Bill Wolley-Dod
Bill Wolley-Dod passed away at the
age of 74 years at the Dr. Vernon Fanning Centre in Calgary on August
29, 2002
after a long battle with diabetes which he had endured for years.
He obtained his commission as an Alberta Land Surveyor in
1952.
He also held commissions as a Saskatchewan Land Surveyor and Canada
Lands Surveyor.
Bill served as President of the Alberta
Land Surveyors' Association in
1958
and was awarded Honorary Life Membership in
1989.
He received the Association's Professional Recognition Award in
1981.
Bill was actively involved in the surveying profession
provincially, nationally, and internationally. He represented
Canada at a number of professional gatherings throughout the
United States, Accra and Ghana.
Bill was a principal of the firm of Wolley-Dod & MacCrimmon
Surveys Ltd., Land Surveyors and Professional Engineers, until
his retirement in
1988.
He became a life member of the Association of Professional
Engineers, Geologists, and Geophysicists of Alberta in
1991.
Bill served as Master of Glenbow Masonic Lodge No. 184, A.F. and
A.M. G.R.A. in
1995
and
1996 and remained active in the Lodge
following his year in office. His many interests included an
active role in numismatics and he served on the executives of
the local and national associations.
As a surveyor, I will remember him as such:
-
a man who gave freely of his time
to students wishing to join the profession as is evidenced
by the months that he spent on certification boards for
entry to the ranks of the Alberta Society of Surveying and
Mapping Technologies, an organization closely affiliated
with our own;
-
a man who was a student of
astronomy, and who assisted many, including myself, in
understanding the complexities of the celestial sphere;
-
a man who could get to the crux of
a survey problem and come up with a solution;
-
a man who believed that the records of his surveys were an
integral part of the overall fabric which governed property
boundaries and, as such, were open to inspection and or
assistance, if requested, to any fellow surveyor who
approached him; and
-
a man whose name appears on more
plans of survey in what was the South Alberta Land
Registration District than anyone I know of (with the
obvious exception of Allan Spence)!
We will remember his renditions of
Grandma's lye soap, his dexterity with a ukelele and the piano.

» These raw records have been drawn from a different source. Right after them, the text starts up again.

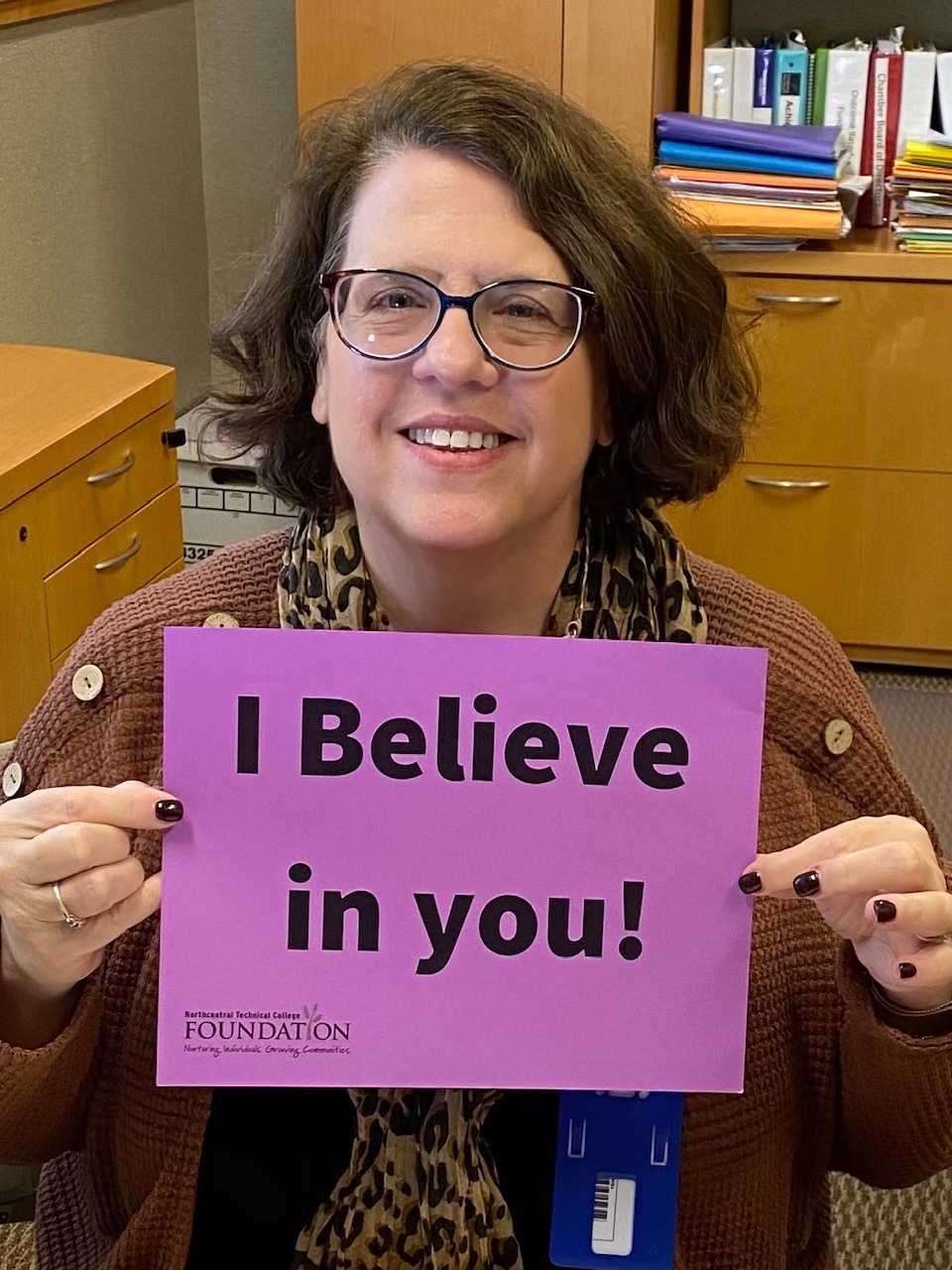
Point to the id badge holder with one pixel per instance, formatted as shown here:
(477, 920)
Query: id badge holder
(616, 1185)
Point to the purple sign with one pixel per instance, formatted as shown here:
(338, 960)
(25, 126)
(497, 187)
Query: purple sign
(457, 861)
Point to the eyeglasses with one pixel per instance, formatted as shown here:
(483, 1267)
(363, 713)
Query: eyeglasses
(524, 324)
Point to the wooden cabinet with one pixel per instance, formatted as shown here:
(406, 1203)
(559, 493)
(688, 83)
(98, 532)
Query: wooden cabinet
(89, 507)
(844, 500)
(617, 59)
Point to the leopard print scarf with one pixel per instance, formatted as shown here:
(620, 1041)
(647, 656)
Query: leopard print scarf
(420, 1191)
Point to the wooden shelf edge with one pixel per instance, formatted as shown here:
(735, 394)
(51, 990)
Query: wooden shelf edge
(914, 658)
(865, 254)
(28, 10)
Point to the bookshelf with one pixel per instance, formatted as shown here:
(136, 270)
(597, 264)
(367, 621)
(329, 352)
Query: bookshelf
(866, 253)
(844, 495)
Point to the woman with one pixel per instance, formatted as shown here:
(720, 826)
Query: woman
(495, 441)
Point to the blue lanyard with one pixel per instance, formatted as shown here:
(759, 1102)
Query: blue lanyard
(616, 1184)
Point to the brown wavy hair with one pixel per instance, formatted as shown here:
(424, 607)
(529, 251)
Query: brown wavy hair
(682, 384)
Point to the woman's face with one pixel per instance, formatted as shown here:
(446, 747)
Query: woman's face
(445, 220)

One of his "performances" was made to an empty house. He and I
were looking for survey monuments on the boundaries of a school
section in the Brooks area. The school house had been left
unlocked and had, in one corner of its single room, an upright
piano! I would suggest that Tommy Dorsey's Boogie- Woogie was
played for the first time in that particular setting.

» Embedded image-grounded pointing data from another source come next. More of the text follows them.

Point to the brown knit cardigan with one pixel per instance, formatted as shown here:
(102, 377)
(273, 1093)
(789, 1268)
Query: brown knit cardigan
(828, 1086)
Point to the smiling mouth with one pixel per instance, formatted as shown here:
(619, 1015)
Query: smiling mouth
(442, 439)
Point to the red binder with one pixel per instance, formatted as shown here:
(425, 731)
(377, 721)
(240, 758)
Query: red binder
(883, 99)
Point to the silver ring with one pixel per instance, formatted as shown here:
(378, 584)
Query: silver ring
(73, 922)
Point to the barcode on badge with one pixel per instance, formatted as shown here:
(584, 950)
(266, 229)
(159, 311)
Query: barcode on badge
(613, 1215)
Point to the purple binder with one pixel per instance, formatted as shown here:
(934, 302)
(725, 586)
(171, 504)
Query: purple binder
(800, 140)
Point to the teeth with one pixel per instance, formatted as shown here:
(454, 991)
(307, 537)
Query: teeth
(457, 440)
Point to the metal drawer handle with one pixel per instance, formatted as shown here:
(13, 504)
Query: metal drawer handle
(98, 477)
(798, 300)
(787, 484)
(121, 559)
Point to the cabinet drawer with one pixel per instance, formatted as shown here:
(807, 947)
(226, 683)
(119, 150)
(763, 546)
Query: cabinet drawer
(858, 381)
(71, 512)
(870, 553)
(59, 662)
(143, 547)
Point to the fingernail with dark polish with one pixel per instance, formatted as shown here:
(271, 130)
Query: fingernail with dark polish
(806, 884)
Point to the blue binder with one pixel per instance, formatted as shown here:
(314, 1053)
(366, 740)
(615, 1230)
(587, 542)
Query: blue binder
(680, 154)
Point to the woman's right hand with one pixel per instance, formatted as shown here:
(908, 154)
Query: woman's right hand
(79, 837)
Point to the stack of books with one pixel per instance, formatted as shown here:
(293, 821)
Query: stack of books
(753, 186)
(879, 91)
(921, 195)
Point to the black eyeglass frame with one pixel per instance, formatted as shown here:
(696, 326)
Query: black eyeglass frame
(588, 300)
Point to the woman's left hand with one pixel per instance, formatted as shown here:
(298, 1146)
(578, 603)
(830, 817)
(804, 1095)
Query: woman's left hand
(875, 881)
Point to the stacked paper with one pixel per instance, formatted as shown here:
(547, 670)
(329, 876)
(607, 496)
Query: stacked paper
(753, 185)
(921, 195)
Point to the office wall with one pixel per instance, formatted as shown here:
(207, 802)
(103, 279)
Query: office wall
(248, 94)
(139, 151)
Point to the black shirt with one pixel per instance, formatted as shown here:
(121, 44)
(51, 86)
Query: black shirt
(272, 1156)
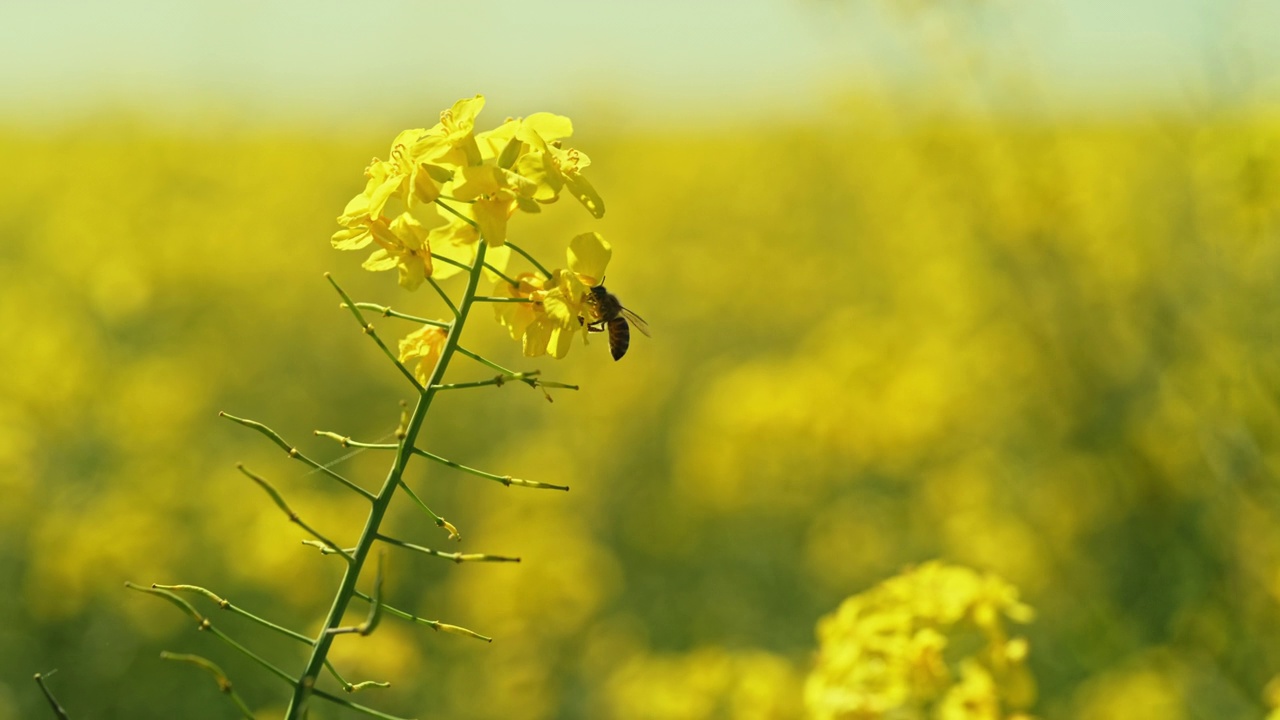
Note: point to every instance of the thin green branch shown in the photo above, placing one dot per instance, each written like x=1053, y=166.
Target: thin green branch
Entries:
x=388, y=313
x=355, y=706
x=439, y=522
x=284, y=506
x=484, y=360
x=49, y=695
x=224, y=683
x=443, y=295
x=204, y=624
x=504, y=479
x=369, y=329
x=382, y=502
x=496, y=381
x=293, y=452
x=433, y=624
x=234, y=609
x=458, y=264
x=375, y=609
x=530, y=258
x=467, y=268
x=353, y=687
x=501, y=274
x=455, y=556
x=456, y=214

Bill and I "started" with Bob
McCutcheon at about the same time - he joined the firm in
1951,
and I first met him when I returned to Bob's Calgary operation
from the Chinchaga River Country in the spring of that year.

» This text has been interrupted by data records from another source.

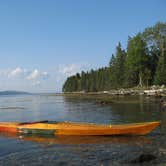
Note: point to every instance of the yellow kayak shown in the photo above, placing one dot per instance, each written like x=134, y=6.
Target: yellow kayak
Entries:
x=72, y=128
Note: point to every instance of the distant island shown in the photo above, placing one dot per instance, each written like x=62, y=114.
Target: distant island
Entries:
x=11, y=92
x=141, y=64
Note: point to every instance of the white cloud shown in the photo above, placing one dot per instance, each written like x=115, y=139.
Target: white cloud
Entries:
x=16, y=72
x=36, y=74
x=36, y=83
x=33, y=75
x=70, y=69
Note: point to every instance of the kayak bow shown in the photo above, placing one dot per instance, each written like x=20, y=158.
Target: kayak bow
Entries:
x=72, y=128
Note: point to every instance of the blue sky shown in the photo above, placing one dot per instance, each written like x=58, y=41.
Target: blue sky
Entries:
x=42, y=42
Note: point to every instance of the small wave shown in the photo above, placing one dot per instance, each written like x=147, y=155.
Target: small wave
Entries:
x=14, y=108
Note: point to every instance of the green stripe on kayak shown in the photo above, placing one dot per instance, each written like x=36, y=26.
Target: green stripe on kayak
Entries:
x=37, y=131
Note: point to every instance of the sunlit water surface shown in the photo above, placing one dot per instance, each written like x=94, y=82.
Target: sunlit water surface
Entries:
x=16, y=150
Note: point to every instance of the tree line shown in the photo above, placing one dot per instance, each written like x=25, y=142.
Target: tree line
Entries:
x=142, y=63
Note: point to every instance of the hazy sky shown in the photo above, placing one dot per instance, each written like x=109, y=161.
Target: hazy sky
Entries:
x=44, y=41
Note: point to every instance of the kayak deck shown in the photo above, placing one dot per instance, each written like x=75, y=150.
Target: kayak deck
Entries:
x=72, y=128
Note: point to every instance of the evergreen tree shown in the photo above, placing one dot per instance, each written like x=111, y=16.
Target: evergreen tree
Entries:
x=137, y=61
x=160, y=77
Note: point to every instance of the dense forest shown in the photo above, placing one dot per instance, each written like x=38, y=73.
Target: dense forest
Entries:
x=142, y=63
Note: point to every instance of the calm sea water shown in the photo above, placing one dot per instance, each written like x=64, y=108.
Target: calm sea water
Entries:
x=18, y=150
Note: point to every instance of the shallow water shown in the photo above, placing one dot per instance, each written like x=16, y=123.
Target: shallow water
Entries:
x=18, y=150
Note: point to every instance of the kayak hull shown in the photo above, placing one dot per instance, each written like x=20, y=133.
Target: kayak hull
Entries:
x=71, y=128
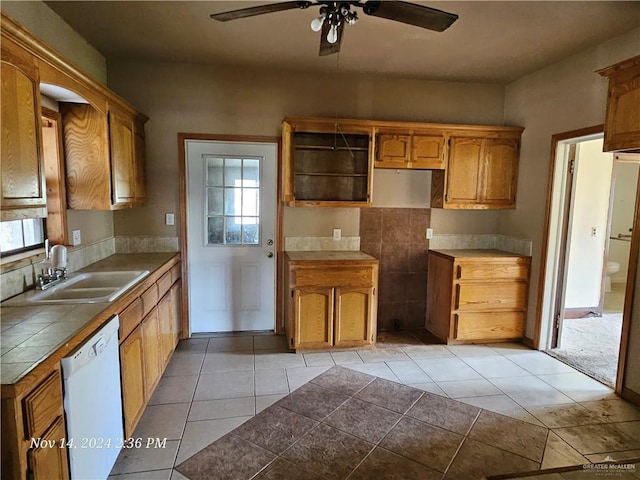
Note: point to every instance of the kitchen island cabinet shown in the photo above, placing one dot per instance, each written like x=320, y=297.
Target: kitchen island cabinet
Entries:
x=476, y=296
x=332, y=299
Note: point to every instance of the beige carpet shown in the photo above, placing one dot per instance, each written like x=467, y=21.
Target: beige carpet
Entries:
x=591, y=345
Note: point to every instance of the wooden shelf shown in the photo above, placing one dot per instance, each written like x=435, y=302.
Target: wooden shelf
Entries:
x=331, y=148
x=328, y=174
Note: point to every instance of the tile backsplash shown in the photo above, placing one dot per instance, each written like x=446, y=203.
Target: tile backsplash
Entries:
x=21, y=277
x=307, y=244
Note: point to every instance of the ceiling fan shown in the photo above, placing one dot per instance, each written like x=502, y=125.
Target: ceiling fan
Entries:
x=334, y=15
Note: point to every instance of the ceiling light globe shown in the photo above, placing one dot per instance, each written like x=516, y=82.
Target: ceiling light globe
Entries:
x=316, y=23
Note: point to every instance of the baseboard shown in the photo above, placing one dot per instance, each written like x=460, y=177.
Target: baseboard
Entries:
x=630, y=396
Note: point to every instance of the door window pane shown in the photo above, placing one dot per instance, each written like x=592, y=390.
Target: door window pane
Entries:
x=233, y=201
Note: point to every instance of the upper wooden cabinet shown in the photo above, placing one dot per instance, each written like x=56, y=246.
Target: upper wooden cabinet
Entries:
x=103, y=138
x=23, y=189
x=103, y=168
x=329, y=162
x=622, y=124
x=415, y=151
x=326, y=163
x=481, y=172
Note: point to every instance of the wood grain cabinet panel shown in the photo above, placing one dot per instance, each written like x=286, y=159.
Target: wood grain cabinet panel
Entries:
x=46, y=463
x=410, y=151
x=23, y=190
x=333, y=304
x=43, y=405
x=481, y=171
x=476, y=296
x=622, y=123
x=151, y=347
x=103, y=168
x=133, y=381
x=313, y=317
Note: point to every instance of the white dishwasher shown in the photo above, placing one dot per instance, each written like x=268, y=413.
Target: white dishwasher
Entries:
x=93, y=404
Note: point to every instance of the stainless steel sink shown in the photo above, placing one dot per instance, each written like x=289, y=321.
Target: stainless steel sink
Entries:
x=89, y=287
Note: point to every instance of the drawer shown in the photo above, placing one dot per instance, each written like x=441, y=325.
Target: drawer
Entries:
x=490, y=296
x=490, y=270
x=43, y=406
x=332, y=277
x=149, y=299
x=487, y=326
x=176, y=273
x=164, y=284
x=130, y=318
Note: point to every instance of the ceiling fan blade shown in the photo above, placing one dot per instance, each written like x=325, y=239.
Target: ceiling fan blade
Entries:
x=259, y=10
x=327, y=48
x=410, y=13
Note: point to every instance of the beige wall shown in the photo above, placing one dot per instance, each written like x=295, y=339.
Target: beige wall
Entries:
x=559, y=98
x=209, y=99
x=47, y=25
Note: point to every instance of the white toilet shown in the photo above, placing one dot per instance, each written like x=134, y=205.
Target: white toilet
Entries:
x=612, y=267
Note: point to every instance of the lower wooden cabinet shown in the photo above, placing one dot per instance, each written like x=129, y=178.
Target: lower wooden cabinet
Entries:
x=475, y=296
x=133, y=381
x=153, y=365
x=333, y=299
x=145, y=352
x=45, y=462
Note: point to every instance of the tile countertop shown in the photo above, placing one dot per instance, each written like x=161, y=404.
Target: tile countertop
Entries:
x=31, y=333
x=329, y=255
x=475, y=253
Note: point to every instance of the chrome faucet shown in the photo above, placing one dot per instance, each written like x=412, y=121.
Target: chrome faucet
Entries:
x=56, y=271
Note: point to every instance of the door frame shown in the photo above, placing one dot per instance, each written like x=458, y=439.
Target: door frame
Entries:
x=182, y=182
x=544, y=300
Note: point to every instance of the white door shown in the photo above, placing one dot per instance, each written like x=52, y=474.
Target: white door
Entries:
x=231, y=217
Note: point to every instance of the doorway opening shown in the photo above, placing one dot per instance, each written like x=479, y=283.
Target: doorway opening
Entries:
x=592, y=216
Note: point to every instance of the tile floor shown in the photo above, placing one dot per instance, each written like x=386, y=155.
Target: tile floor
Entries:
x=213, y=385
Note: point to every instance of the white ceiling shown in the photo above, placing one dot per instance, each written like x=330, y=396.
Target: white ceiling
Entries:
x=495, y=41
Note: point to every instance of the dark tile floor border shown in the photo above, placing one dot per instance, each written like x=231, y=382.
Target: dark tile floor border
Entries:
x=346, y=423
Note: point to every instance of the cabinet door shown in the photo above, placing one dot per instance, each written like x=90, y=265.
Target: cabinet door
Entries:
x=463, y=179
x=151, y=351
x=353, y=316
x=46, y=463
x=427, y=152
x=500, y=165
x=132, y=378
x=313, y=313
x=165, y=312
x=22, y=184
x=123, y=170
x=86, y=147
x=622, y=124
x=393, y=151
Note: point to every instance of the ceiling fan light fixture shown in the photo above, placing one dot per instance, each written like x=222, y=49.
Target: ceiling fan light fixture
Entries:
x=316, y=23
x=332, y=35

President McWilliam's message of
condolence in the September issue of ALS News said it
best. "Never did I see the man even contemplate compromising his
ethics in favour of the easy solution." I would say Amen to
that.
Bill was born in Calgary on July 14th,
1928,
a date which he liked to refer to as Bastille Day, perhaps in
reminiscence of his days at the University of British Columbia.